Ian Silvers has a substantial background in employment law and is fervent about protecting and fighting for the rights of employees. He represents employees in an array of cases including discrimination, harassment, retaliation and wage and hour matters. Silvers is a member of Bisnar Chase’s Class Action Litigation Department that handles wage and hour class actions. He also tackles non-class action matters addressing sexual harassment, wrongful termination, retaliation and discrimination. Silvers has successfully briefed, argued, certified, and gained court settlement approval in class actions as well as settlement approval in Private Attorneys General Act (“PAGA”) actions.
A Passion for Helping Employees and Wage Earners
When in law school, he interned at the Katharine and George Alexander Community Law Center, advising low-income employees under the supervision of other attorneys on employment matters, including discrimination, harassment, retaliation, wrongfully terminated employees, unemployment, and wage and hour.
It was here, Silvers says, that he got a taste of what it’s like to help “those who were truly not able to help themselves.”
I could see that in employment law matters, some so many employees did not fully know their rights, and as a result they were being taken advantage of by their employers,” he said. “However, these employees are not always able to take action against the employers, often for financial reasons.”
Labor and Class Action Legal Representation
Silvers has also represented employees before the Division of Labor Standards Enforcement on wage and hour matters and obtained favorable decisions for his clients.
He became a member of the California State Bar in December 2006 and is licensed to practice in California state courts and before the United States District Courts for the Central, Northern, and Eastern Districts of California.
Silvers perseveres in his efforts to assist those who cannot afford legal representation by volunteering advisory services. He received the Wiley W. Manuel Award for Pro Bono Legal Service in 2009.
Before joining Bisnar Chase, Silvers worked at a Long Beach employment law firm, where he regularly dealt with wage and hour matters, including employee class actions and Private Attorneys General Act matters.
Mr. Silvers has been able to reach significant settlements, including multiple seven-figure class action settlements for both small and large classes of employees.
Since joining Bisnar Chase, Ian has become a key part of the firm’s class action litigation and employment law departments. He handles various claims, including wage and hour, and takes pride in protecting employees.
In July 2020, Ian settled a wage-and-hour class action against a defendant employer for $8,750,000 in California Superior Court and subsequently obtained final approval from the court. As a result, the employment class action got final approval from the court.
The claims included unpaid minimum wages, overtime, meal and rest break violations, and other claims for false wage statements and penalties for paying wages late.
In July 2021, Ian settled a wage-and-hour class and PAGA action against a defendant employer for $4,880,000 in California superior court. The certified employment class action involved claims for unpaid minimum wages, meal-and-rest break violations, and derivative claims for inaccurate wage statements and penalties for the late payment of wages due.

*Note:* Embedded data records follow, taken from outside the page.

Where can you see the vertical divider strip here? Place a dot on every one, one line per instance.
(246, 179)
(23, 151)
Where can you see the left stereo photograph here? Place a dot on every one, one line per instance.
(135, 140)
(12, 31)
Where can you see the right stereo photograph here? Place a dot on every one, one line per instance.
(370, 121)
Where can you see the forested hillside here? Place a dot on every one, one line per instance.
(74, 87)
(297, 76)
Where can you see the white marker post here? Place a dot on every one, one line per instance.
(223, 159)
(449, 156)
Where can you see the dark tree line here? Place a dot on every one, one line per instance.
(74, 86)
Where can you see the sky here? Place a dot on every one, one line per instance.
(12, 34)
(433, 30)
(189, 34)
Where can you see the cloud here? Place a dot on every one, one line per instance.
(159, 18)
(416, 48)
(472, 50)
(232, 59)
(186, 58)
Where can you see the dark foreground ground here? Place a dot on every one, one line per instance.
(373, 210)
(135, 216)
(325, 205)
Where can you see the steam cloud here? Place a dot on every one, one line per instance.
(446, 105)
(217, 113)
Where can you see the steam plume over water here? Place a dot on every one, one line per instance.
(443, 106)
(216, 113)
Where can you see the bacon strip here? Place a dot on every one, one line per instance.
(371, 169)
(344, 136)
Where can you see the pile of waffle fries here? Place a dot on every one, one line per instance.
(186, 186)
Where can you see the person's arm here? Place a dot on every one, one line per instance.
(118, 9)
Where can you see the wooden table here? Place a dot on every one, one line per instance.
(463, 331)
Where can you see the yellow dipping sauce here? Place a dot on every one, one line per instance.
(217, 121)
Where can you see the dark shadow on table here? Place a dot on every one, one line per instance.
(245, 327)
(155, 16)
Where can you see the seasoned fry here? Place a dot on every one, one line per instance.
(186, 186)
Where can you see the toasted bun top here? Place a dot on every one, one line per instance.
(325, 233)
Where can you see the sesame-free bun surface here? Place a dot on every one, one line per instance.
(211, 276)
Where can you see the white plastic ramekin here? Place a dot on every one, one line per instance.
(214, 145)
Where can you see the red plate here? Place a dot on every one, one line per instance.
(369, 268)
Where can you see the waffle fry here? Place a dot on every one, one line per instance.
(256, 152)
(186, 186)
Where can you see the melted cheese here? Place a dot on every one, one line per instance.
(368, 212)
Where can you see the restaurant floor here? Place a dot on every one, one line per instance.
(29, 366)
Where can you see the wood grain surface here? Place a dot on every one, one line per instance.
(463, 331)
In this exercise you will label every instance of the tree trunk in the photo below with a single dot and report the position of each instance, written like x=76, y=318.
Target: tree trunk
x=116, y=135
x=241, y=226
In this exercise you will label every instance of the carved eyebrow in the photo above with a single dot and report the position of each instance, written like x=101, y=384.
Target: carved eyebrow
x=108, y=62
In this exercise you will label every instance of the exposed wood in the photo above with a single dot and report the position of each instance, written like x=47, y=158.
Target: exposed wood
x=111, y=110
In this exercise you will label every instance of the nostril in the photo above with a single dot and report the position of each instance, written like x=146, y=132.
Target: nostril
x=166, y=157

The court overseeing the matter has preliminary approved the class settlement and appointed Ian as co-lead class counsel.
Published Appellate Success in Employment Law
Ian recently won an appellate victory when he affirmed a trial court’s denial of a motion to dismiss or stay an employment case. The employer sought to enforce a forum selection clause and have the case heard in Ohio instead of California.
Ian opposed it based on California Labor Code Section 925, which makes certain forum selection clauses voidable (those in a contract entered into, modified, or extended on or after January 1, 2017).
This was the first Appellate Court decision to address what modified means in terms of Section 925. The Appellate Court upheld the trial court’s decision in a public opinion.
They also said that “modification” means any change to the contract, not just a change to a forum selection clause. They rejected claims that this would make the law illegally apply to the past and would be against the Contracts Clause in both the U.S. and California Constitutions.
See Midwest Motor Supply Co. v. Superior Court of Contra Costa Cty., No. A160096, 2020 WL 6305492, at *1 (Cal. Ct. App. Oct. 28, 2020).
The Appellate Court also affirmed the intent of the statute to provide California employees with a forum in California to litigate employment-related claims if the terms of their employment changed after January 1, 2017.
Ian is optimistic that this will help ensure that such forum selection clauses in California are no longer used, as the statute intended.